Politica

Democrazia & ipocrisia

L’invocazione della democrazia, all’interno dei partiti, ha una lunga tradizione e una larga ipocrisia. Dalla vicenda del senatore Mineo alle scelte on line delle truppe ortottere, dal “che fai, mi cacci?” alle primarie senza regole e controlli, a ciascuno piace dirsi dibattente e democratico, a nessuno piace il dissenso, mentre d’essere trasparente lo si chiede solo all’avversario. Taluni, nostalgicamente, sostengono che un tempo era diverso, che nei partiti c’era dibattito e democrazia.
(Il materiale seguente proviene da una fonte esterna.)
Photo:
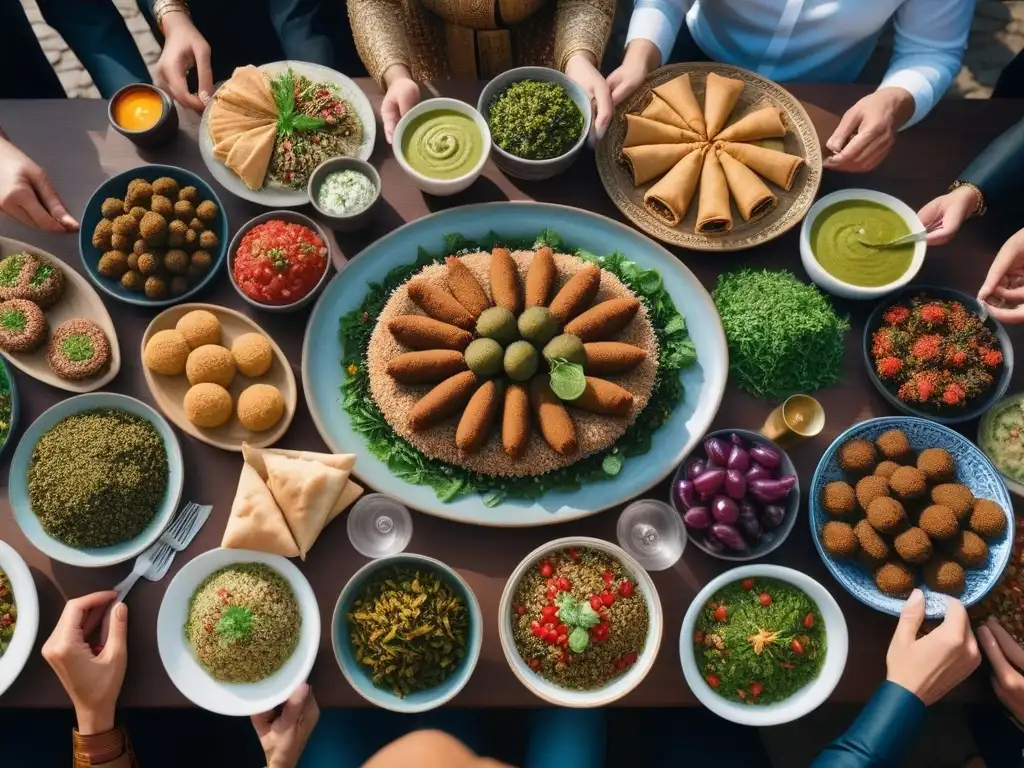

Il tempo ha confuso loro le idee: c’era dibattito, perché c’era politica, ma i congressi erano tutto fuorché il trionfo della limpidezza e delle idee sovrastanti fazioni e cordate. Dalle tessere false all’espulsione dei disturbatori, passando per il frazionismo degli esuli, quel passato democratico è piuttosto immaginario. Ciò significa che non c’è scampo e prevarrà sempre il peggio? No, significa che le regole contano più degli animi. E se si vuole cambiare si deve mollare la zavorra di “democrazia & ipocrisia”.

Da noi i partiti sono associazioni private. Ciascuno si regola come gli pare. E’ vero che i partiti politici sono citati nella Costituzione, quali strumenti della democrazia, ed è vero che più di una volta s’è provato a regolarne la vita interna, legandola al finanziamento pubblico. Ma sono stati assalti al vuoto. Destinati a divenire ridicoli in un’era, la nostra, in cui non scatta l’ostacolo del pudore nel mettere ai partiti il nome del proprio casato. La ragione per cui non se ne fece mai nulla è semplice: in altri sistemi democratici (ad esempio Regno Unito), i partiti hanno poteri enormi (designare il premier e assegnare i collegi); da noi avevano solo quello di tenere unite le truppe, dare loro una linea, mentre per il resto era centrale il Parlamento. Questa è la ragione per cui, che a Renzi piaccia o non piaccia (e non gli piace, come non piaceva a Berlusconi), è costituzionalmente irragionevole pensare di dare ordini ai parlamentari: perché senza democrazia interna e senza libertà degli eletti si cancella la democrazia e la libertà di tutti. Solo che poi sono arrivati i “nominati”, i figli del bislacco sistema elettorale non maggioritario, ma con i premi di maggioranza. E il sistema s’è impallato.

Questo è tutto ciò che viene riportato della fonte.